Thinking About Giving Sales a Try?
Welcome to the wonderful world of sales! Where your end-of-the-day reward for hours of cold calling is to be hung up on.
Get ready for meeting after meeting with clients who may never sign a contract, all while attempting to memorize sales forecasts, pipeline updates, product trainings, and stress-management techniques for dealing with the demands of a 24-hour sales cycle. Jargon, demanding customers, low-priced competitors, and travel await you.
If you're curious as to why people would actually choose a career in sales, it begins with the opportunity to earn a lot of money and feeds on the allure of hard-won prestige within a given industry. In most cases, the salespeople who can endure these challenges of the job (and earn the most) are those who are entirely possessed by the satisfaction of closing deals.
Below are a few observations about why sales may or may not be the career choice for you.
Let's Talk About Money
While successful sales professionals can and do earn substantial income, sales has also been called the easiest, lowest-paying job in America.
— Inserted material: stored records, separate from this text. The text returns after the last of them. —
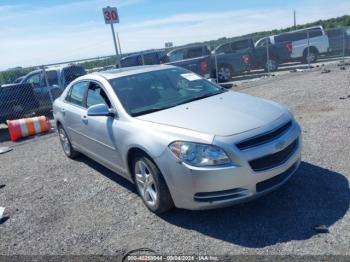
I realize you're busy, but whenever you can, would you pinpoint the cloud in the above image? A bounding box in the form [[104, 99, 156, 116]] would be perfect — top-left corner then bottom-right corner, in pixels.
[[0, 0, 350, 69]]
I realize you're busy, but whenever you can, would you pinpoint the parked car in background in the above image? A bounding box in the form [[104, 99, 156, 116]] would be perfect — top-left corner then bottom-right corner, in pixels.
[[0, 84, 39, 124], [264, 26, 329, 63], [326, 28, 350, 54], [120, 51, 165, 67], [120, 46, 211, 78], [215, 38, 292, 71], [120, 45, 249, 82], [163, 45, 212, 78], [21, 65, 86, 113], [53, 65, 301, 213], [167, 45, 249, 82], [13, 76, 24, 84]]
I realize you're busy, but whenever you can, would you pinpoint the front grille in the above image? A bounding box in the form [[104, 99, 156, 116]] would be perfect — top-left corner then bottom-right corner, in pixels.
[[236, 120, 292, 150], [193, 188, 246, 202], [256, 163, 297, 192], [249, 139, 298, 171]]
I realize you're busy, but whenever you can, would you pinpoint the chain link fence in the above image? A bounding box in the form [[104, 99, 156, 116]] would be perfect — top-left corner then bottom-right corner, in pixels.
[[0, 27, 350, 124]]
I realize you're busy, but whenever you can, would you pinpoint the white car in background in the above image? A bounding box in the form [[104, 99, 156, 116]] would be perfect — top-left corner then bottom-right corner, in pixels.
[[258, 26, 329, 63]]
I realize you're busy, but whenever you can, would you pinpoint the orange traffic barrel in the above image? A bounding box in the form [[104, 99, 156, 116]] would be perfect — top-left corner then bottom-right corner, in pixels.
[[7, 116, 51, 141]]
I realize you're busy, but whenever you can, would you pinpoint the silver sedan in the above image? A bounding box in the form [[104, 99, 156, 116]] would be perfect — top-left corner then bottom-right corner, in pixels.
[[53, 65, 301, 213]]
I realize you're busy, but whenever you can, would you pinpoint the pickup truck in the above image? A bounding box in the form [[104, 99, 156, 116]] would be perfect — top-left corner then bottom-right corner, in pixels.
[[326, 28, 350, 55], [21, 65, 86, 113], [121, 45, 249, 82], [0, 84, 39, 123], [0, 66, 86, 122], [257, 26, 329, 63], [120, 50, 211, 78], [215, 38, 292, 72]]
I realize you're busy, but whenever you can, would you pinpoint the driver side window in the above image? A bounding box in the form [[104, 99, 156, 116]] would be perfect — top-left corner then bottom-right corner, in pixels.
[[25, 73, 42, 87], [86, 82, 112, 108]]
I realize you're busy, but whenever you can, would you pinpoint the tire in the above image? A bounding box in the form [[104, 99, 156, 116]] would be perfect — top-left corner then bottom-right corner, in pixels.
[[132, 154, 174, 214], [57, 125, 80, 159], [303, 48, 318, 64], [264, 58, 278, 72], [218, 64, 233, 83]]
In most sales organizations, 80% of commissions are earned by 20% of the team, and those who work harder than the rest (i.e., those who show up early, stay late, and are committed to improving their sales skills) tend to earn the majority of the cash. The sales team exists in an active, competitive state at all times, broken up by seasonal moments of sheer panic, eerie calm, and rigorous customer service.
Start Low, Aim High
Candidates with no sales experience should hope for an entry-level position in which to cut their teeth and learn about their team. Starting at the bottom is nothing to be afraid of or embarrassed about; rather, it's a predictable and necessary component to understanding and improving the organization. You must also anticipate the workload you're likely to be handed as an entry-level salesperson, which will commonly consist of undesirable accounts, devoid of trust for you and your brand.
While this is not always the case, entry-level positions naturally require hard work without the immediate gratification of sales, compensation, or encouragement. Most sales teams have a high turn-over rate and are logically cautious about giving large accounts to new, untested sales representatives.
Make a habit of reasonable promises to any account, large or small, and they will come to trust you. Meanwhile, don't get discouraged by the process of repairing undervalued accounts on behalf of your team. Smart sales organizations know that they must actively develop new reps in order for them to become top performers. If they don't provide enough opportunity to new hires, executives know that the company will lose its junior salespeople long before they close large, profitable deals.
With this in mind, target your job search at companies that provide training programs and reward effort with greater commissions.
The Truth About Freedom
If you're considering an outside sales position, you should anticipate spending the majority of your time visiting with customers, while owning the project management and scheduling elements of each workday. You will almost certainly be assigned a sales quota but will retain the initiative for where you spend most of your time.
Inside sales requires a slightly different, more sedentary skillset, dedicated to growth and expectation management rather than travel, fast-talking, and cold calls.
If you want to go golfing or see a movie as an outside sales rep, you'll be able to do so; if you choose to take two-hour lunches or run home to take a quick nap on the couch, that's your prerogative. But always remind yourself that sales can be the easiest, lowest-paying job in America, and expect to draw the attention of your sales manager every month.
Successful sales require unrelenting movement and persistence by the salesperson. Don't get into sales if you tire easily or intend to spend the majority of your time on relaxing or introverted endeavors. To earn the sense of freedom enjoyed by those at the top of many sales teams, prepare yourself for hard work and the enduring pressure to hit your goals while in view of the entire organization.